India's fourth largest private sector bank called such reports as "speculative, unsubstantiated and irresponsible."
At 2:50 pm, Yes Bank was trading at Rs 31.05 per share at the National Stock Exchange, down 25 per cent.
"Recent market rumours and reports appear to have generated a lot of speculation around Yes Bank Ltd. We strongly refute them as being speculative, unsubstantiated and irresponsible," said Managing Director and CEO Ravneet Gill.
While this has impacted the share price adversely, the bank would like to state that its capital and liquidity position are comfortably above the regulatory threshold and the asset quality is in line with the guidance provided post Q1 FY20 results, he said in a statement.

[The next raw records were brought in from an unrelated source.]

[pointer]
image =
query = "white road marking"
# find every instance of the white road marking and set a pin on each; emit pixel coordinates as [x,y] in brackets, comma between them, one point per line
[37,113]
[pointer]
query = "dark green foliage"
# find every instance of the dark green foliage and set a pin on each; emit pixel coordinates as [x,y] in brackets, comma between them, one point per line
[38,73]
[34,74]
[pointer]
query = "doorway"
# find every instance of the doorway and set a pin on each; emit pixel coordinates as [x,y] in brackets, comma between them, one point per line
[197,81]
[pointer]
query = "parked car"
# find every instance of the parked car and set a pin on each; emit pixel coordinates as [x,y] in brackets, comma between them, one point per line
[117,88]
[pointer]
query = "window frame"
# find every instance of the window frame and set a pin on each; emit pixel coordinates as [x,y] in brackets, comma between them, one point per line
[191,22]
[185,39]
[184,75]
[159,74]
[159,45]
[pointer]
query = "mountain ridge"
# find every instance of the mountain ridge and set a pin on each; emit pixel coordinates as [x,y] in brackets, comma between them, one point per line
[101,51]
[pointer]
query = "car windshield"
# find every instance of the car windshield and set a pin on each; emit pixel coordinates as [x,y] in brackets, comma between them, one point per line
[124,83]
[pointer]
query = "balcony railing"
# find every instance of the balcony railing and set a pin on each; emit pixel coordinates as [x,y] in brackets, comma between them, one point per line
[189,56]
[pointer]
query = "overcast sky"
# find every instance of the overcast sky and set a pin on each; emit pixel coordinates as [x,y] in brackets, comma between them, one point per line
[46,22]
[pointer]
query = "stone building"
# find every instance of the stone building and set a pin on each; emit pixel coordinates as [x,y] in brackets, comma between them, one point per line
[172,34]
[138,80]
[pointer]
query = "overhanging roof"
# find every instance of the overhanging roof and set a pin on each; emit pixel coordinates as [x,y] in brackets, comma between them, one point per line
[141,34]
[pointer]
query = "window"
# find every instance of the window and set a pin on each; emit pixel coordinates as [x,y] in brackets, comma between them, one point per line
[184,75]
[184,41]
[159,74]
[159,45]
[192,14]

"The bank's outstanding exposure to the housing finance and real estate conglomerate, which is in the news today (Monday), is totally secured. Over the last six months, there has been a reduction of about 30 per cent in this exposure. The account is standard and current," said Gill.
The bank's retail franchise continues to strengthen with an increase of 39 per cent in the number of new fixed deposit accounts over the previous quarter, he added.
Subsequent to receiving the go-ahead from the Reserve Bank of India on Friday, the bank is firmly on track to raising the required growth capital, said Gill.